I muttered grumpily about ‘Change and decay in all around I see’. I talked of the ravens leaving the Tower. But, in the end, I decided the time had come to admit that nowadays we know better how to manage such matters and I risked leaving the wi-fi on, with all the concomitan­t cultural perils.

To my relief, it all worked out rather well. It was good, for example, to be able to read our newspapers on tablets at breakfast, without having to drive a few miles to pick up a copy. My son-in-law, a solicitor, was grateful to be able to check work emails unobtrusiv­ely from time to time, without making an expedition to do so. It was reassuring to know that we had Netflix or iplayer (via tablets) in reserve in case of urgent child-related need.

In the event, we were lucky with the weather, and all five of the children were perfectly happy playing with each other or the grown-ups and certainly happier than if they’d been stuck in front of any screen.
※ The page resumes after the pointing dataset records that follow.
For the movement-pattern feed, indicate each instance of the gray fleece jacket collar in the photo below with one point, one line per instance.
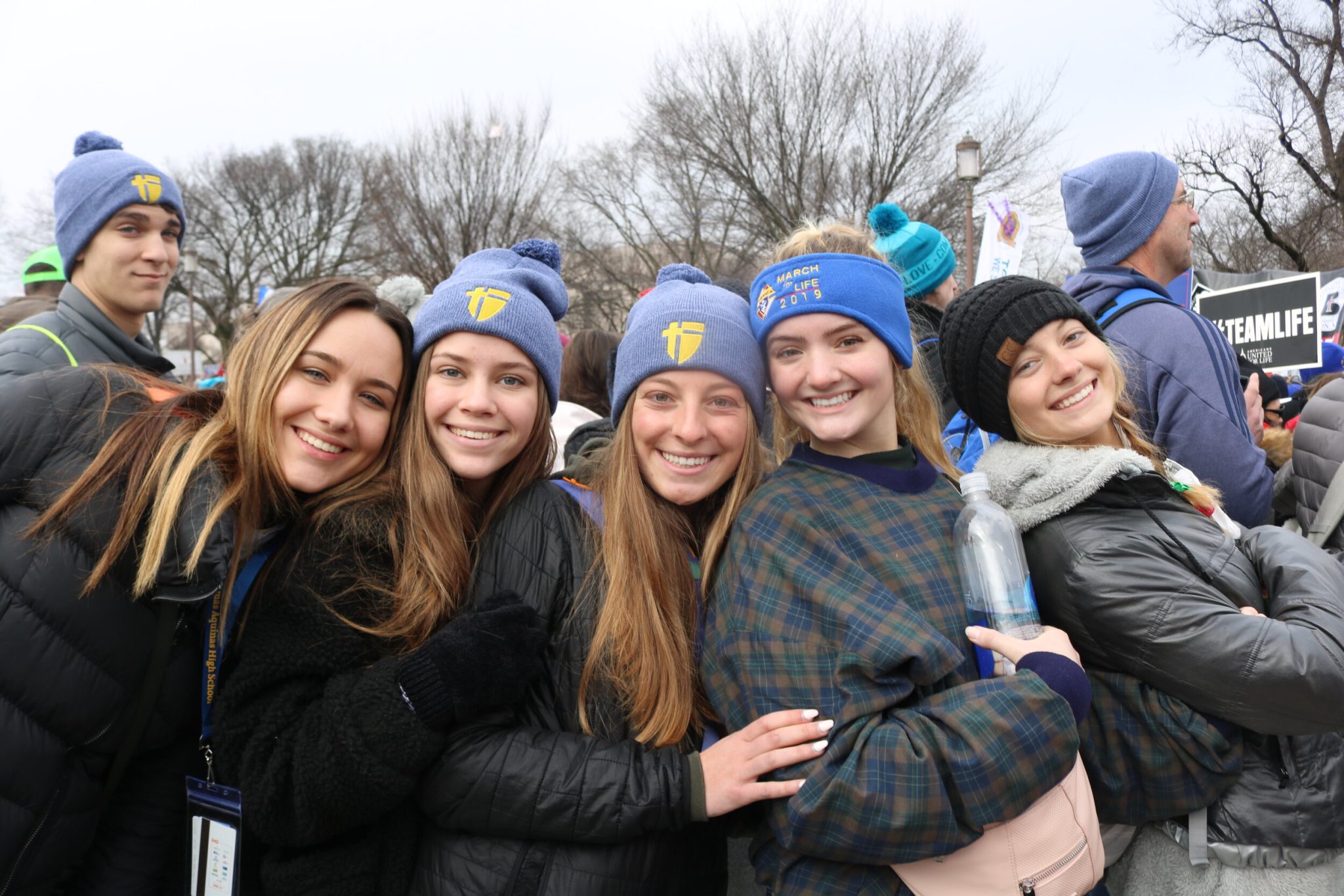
(1038, 483)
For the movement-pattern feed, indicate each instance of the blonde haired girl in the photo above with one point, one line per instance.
(600, 781)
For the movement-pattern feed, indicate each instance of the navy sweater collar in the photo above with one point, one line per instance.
(909, 481)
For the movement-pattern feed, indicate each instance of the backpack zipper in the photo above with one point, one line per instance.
(1028, 886)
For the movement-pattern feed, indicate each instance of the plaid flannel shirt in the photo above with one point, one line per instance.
(841, 593)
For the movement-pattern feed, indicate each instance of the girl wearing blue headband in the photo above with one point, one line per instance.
(598, 781)
(839, 589)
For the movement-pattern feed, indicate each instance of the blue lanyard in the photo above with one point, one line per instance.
(217, 636)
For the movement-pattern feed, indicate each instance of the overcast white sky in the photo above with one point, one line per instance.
(175, 81)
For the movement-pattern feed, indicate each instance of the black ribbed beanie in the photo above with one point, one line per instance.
(982, 333)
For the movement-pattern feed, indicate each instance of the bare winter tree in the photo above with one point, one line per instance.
(457, 184)
(631, 209)
(1281, 170)
(828, 113)
(280, 216)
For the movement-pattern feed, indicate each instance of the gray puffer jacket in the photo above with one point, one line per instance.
(87, 336)
(1148, 586)
(1318, 453)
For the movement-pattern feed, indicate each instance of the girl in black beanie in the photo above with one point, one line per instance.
(1133, 558)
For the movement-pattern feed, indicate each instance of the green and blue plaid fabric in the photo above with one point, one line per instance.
(842, 594)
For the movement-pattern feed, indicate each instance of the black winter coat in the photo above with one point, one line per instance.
(312, 727)
(72, 666)
(527, 804)
(1133, 601)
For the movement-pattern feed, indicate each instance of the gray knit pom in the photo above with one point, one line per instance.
(402, 292)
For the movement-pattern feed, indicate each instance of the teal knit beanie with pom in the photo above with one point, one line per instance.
(919, 253)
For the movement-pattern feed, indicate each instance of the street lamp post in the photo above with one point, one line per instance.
(968, 173)
(190, 264)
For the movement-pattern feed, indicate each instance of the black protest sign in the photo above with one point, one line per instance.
(1273, 324)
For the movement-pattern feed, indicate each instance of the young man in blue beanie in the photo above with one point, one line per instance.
(120, 222)
(1132, 218)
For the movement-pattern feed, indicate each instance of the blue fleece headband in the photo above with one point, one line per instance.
(864, 289)
(101, 180)
(513, 293)
(688, 324)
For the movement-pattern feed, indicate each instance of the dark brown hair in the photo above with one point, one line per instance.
(583, 370)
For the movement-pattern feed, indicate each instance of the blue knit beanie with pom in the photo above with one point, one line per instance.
(513, 293)
(687, 324)
(101, 180)
(1113, 205)
(919, 253)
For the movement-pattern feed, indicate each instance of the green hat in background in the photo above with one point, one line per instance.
(49, 257)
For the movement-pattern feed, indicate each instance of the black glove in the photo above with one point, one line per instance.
(482, 660)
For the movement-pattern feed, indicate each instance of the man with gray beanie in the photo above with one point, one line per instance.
(1132, 218)
(120, 223)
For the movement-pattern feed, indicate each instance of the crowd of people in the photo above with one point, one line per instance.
(461, 606)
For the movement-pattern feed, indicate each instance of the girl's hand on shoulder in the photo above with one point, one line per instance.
(733, 765)
(1051, 640)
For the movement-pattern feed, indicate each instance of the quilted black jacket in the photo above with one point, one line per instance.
(527, 804)
(72, 666)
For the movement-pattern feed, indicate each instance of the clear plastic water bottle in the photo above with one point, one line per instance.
(994, 571)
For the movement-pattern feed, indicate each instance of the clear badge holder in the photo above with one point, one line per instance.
(214, 837)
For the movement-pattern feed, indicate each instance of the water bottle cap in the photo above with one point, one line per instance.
(973, 483)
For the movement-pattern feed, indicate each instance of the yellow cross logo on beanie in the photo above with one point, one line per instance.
(683, 339)
(148, 186)
(487, 302)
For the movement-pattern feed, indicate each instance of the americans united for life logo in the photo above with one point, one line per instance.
(486, 302)
(683, 339)
(148, 186)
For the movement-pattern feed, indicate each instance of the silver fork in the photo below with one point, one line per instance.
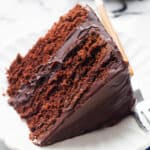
(142, 111)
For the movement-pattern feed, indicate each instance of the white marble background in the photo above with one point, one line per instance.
(21, 18)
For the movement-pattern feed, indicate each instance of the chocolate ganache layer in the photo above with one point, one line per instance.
(84, 85)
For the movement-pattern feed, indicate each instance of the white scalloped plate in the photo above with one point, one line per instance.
(125, 135)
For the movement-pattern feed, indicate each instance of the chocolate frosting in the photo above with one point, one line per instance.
(107, 101)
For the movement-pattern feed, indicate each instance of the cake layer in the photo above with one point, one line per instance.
(82, 85)
(26, 67)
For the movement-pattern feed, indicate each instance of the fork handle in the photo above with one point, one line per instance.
(110, 29)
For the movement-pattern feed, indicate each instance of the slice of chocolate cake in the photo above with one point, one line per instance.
(73, 81)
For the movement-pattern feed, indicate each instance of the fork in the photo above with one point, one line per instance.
(141, 109)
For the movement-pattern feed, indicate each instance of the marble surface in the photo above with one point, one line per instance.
(22, 18)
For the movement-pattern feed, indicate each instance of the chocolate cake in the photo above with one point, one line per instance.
(73, 81)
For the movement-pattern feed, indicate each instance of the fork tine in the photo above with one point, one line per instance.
(146, 113)
(142, 120)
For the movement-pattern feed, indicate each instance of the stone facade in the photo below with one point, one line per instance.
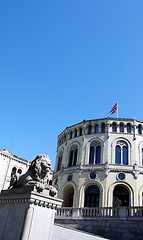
(100, 163)
(9, 165)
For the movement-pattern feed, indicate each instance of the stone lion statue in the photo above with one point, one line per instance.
(39, 175)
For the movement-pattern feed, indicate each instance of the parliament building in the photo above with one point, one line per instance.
(100, 163)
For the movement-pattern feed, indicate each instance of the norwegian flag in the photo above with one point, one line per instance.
(114, 109)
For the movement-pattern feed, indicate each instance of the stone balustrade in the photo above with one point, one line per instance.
(122, 213)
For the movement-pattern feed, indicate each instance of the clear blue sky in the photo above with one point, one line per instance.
(64, 61)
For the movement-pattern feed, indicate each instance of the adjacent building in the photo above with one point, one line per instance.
(10, 164)
(100, 163)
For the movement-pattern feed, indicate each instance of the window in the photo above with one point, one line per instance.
(89, 129)
(120, 196)
(95, 153)
(92, 196)
(103, 127)
(142, 156)
(80, 131)
(114, 127)
(139, 129)
(121, 127)
(73, 155)
(59, 166)
(70, 135)
(128, 128)
(96, 128)
(121, 153)
(75, 133)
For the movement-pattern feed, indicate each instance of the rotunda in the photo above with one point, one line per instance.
(100, 163)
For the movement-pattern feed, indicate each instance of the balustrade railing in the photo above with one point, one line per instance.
(100, 212)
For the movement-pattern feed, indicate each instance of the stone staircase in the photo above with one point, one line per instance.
(64, 233)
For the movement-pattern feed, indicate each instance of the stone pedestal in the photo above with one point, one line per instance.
(26, 214)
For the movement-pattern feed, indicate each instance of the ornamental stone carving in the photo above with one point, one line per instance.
(38, 175)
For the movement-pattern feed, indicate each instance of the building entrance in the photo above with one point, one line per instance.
(92, 197)
(120, 196)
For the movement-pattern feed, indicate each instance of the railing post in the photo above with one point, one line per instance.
(123, 213)
(75, 212)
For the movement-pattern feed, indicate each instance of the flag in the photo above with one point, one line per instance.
(114, 109)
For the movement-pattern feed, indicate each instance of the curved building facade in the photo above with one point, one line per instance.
(100, 163)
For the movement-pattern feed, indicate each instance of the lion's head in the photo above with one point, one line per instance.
(41, 166)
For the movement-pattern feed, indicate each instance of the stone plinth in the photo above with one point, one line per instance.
(26, 214)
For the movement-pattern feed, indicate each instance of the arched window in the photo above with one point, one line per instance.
(73, 155)
(68, 196)
(120, 196)
(125, 155)
(70, 135)
(92, 196)
(80, 131)
(75, 133)
(19, 171)
(13, 171)
(103, 127)
(96, 128)
(139, 129)
(89, 129)
(142, 156)
(95, 153)
(121, 153)
(128, 128)
(114, 127)
(60, 161)
(118, 155)
(121, 127)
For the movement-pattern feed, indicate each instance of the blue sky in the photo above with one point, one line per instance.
(65, 61)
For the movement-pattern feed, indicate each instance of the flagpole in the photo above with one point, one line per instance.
(117, 109)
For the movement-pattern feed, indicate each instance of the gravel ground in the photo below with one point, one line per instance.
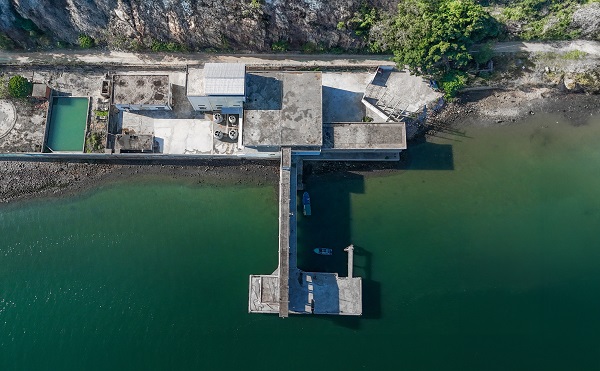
(26, 180)
(495, 107)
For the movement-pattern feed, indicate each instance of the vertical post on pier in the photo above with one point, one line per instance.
(350, 251)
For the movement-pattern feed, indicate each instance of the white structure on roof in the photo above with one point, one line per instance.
(217, 87)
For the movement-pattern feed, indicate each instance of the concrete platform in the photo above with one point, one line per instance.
(329, 294)
(181, 136)
(342, 95)
(264, 294)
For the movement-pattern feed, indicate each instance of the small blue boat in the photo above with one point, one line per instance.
(306, 203)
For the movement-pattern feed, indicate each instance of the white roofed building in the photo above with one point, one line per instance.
(217, 87)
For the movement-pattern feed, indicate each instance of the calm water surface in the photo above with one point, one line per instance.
(483, 254)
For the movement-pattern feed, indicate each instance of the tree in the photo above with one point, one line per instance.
(19, 87)
(85, 41)
(434, 36)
The lesson we learned is rather encouragin­g. We are acquiring the ability to moderate our dependence on phones, laptops, tablets and the rest. The trick is to use the internet properly, for our benefit, and not to allow it to suck us into the morass of addictive games, endless scrolling and mindless nonsense.

As my daughter, the mother of three of the under-fives, wisely pointed out, the internet is like a machete: you can use it to cut a safe path through the jungle, or as a weapon when you’re leading a national uprising. Either way, it’s not the machete’s fault. So it is with the internet: a force for good, if managed and used properly.

It’s up to us all to make sure the young know how that’s done.